Two common factory layout types you might use for your business are product and process layouts. While product layouts can be compared to assembly lines, process layouts group together all that is needed to do similar tasks. The suitability and workflows of these layouts differ.
When choosing a layout for your business, two common options are product and process layouts. Both of these layouts differ in how the work spaces and your equipment are structured, but they are similar in that they attempt to make the best use of your resources and to help your workers be more productive. When choosing between a product or process layout, you will want to be familiar with the use cases for each to determine which is better for your products based on the space you have to work with and your production volume.
The product layout approach involves setting up the production facilities around the steps involved in manufacturing the product. The product goes from one step to another as it is manufactured. This is the typical assembly line approach. For example, in the manufacturing process of a car, the car body goes from one stage of production to the next. Employees at each stage work on the car and then pass it on to the next stage.
In a process layout, management groups together machines that perform similar functions. For example, it may put all of the lathes together in one part of the factory. The part that is being manufactured goes from one process area to another process area as it is manufactured. Hospitals typically follow a process layout. For example, the maternity ward is in an area where the hospital attends to all aspects of the maternity process. Similarly, the cardiac unit attends to all aspects of cardiac care.
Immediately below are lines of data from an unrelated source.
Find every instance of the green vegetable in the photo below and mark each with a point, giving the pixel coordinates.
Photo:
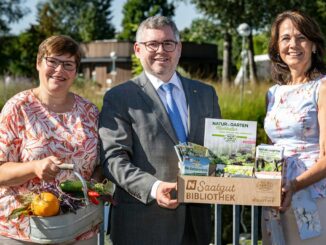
(105, 188)
(72, 186)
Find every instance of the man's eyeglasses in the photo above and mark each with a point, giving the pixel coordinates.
(54, 63)
(153, 46)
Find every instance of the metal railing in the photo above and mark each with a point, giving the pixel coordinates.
(236, 220)
(237, 239)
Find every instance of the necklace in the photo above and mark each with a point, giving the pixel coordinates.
(59, 109)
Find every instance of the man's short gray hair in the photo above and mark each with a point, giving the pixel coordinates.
(157, 22)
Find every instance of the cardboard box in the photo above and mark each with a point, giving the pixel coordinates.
(235, 191)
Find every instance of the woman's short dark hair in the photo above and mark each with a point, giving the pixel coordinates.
(59, 45)
(310, 29)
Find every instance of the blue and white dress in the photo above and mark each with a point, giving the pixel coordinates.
(292, 122)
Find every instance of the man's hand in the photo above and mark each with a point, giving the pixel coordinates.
(163, 195)
(287, 193)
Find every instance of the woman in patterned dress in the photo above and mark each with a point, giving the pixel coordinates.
(295, 120)
(41, 128)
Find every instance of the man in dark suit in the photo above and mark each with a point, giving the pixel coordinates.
(138, 136)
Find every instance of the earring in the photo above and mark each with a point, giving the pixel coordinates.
(314, 49)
Businesses producing a variety of products that have to go through a similar manufacturing process find it more convenient to adopt a process layout. For instance, if a business makes different types of wood-based products, it might adopt a process layout. On the other hand, a business that manufactures primarily one product, such as shoes, would benefit from a product layout that flows the product through the production process most efficiently.
Differences in Workflow
The workflow through a process layout system is variable. A variety of products flow through the system and the shop floor personnel have to move around the material that goes into the products. This happens as the products move from one process to another. With a product layout, the shop floor workers don’t have to move around the materials and the workflow is more uniform. The factory locates the materials for each stage of production at the place where the workers use them. This makes for more efficiency.